Maple Scholars is an eight-week summer program that gives students the opportunity to participate in independent research projects alongside Goshen College faculty of various disciplines. Scholars keep each other informed of their progress in weekly seminars, and the program ends with a celebration involving a public poster session, presentations, and a dinner.
Kenan’s final report can be accessed from David Housman’s Undergraduate Research Page. Here is his abstract and one of the diagrams summarizing his results.

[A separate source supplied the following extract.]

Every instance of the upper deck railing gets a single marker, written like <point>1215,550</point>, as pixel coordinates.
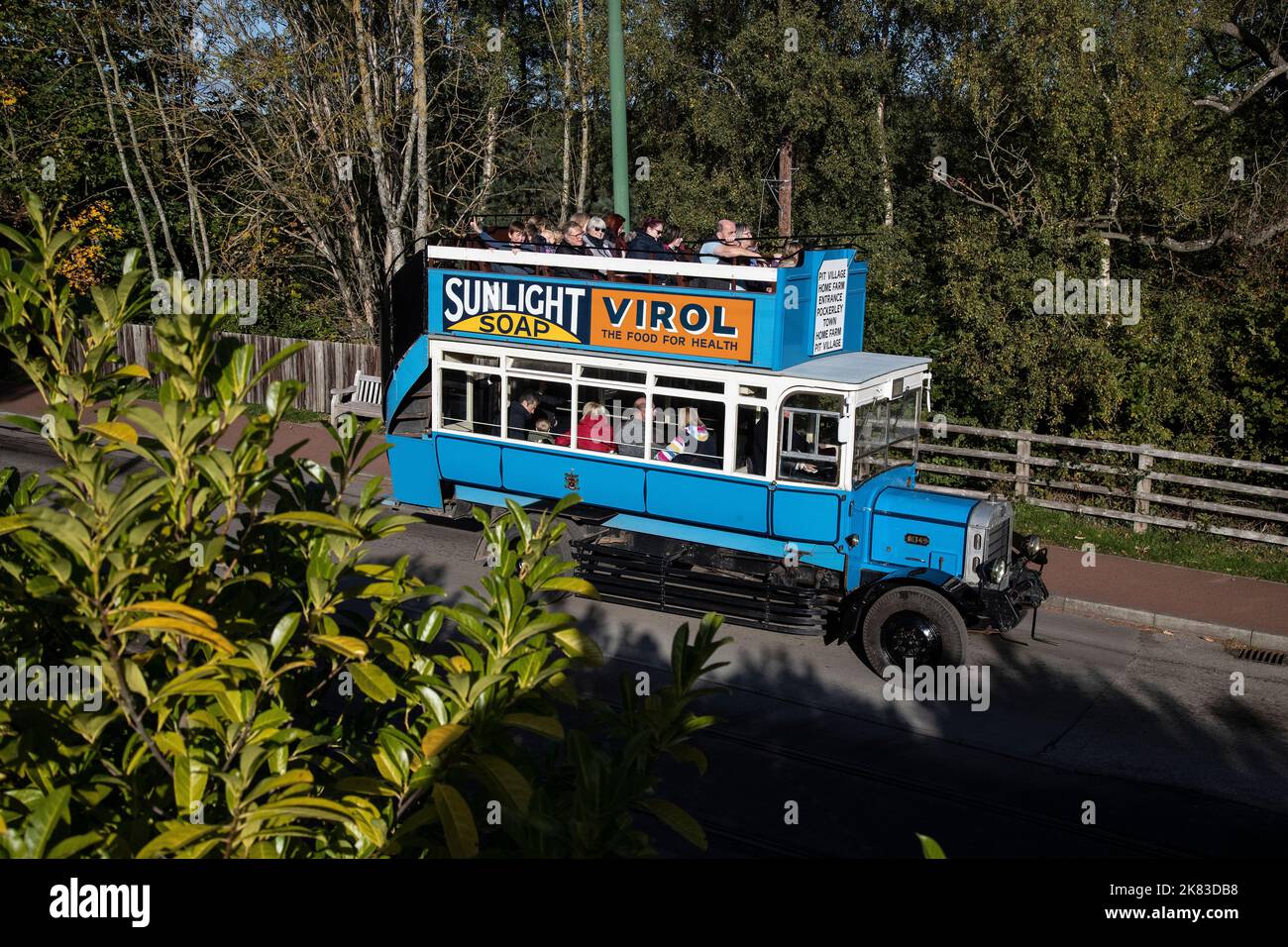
<point>592,265</point>
<point>760,316</point>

Much research has been devoted to specific two person, symmetric, binary decision (STPBD) games in the spatial context of cellular neighborhoods. Nowak first proposed a spatial model for these games, in which players are located in a square lattice and play a Prisoner’s Dilemma (PD) game against each of their neighbors, using either the strategy of AllD or AllC. To move the simulation into the next generation, each cell will compare its cumulative score to that of its neighbors, and adopt the most successful strategy it finds. Nowak categorized those PD games with payoffs S = P = 0, R = 1, and T = b(b > 1). His research revealed different end behaviors for values of the variable b, which are mostly independent of initial conditions. Further research into this model includes studying alternative STPBD games such as the Hawk-Dove game, using different grid structures, applying noise to the game, and changing the independent variables in the payoff matrix. We aim to give a more general approach to scoring these games that will map a cell and its neighborhood deterministically and directly onto a “cumulative” score, without concerning ourselves with two person interactions. The advantages of this are in its simplicity of representation and computation as well as its flexibility in representing the payoffs of every STPBD game yet studied. It is also capable of representing payoffs that could not be represented as sums of two person interactions. This system avoids the pitfalls of “equivalency regions,” payoffs which are numerically different, but are identical in simulation because of their underlying ordering. Once we have defined our system, we will be equipped to classify the immediate behavior of several small configurations of cooperators and defectors located in an innite sea of the other. This will serve as a demonstration of the usefulness of generality in this system.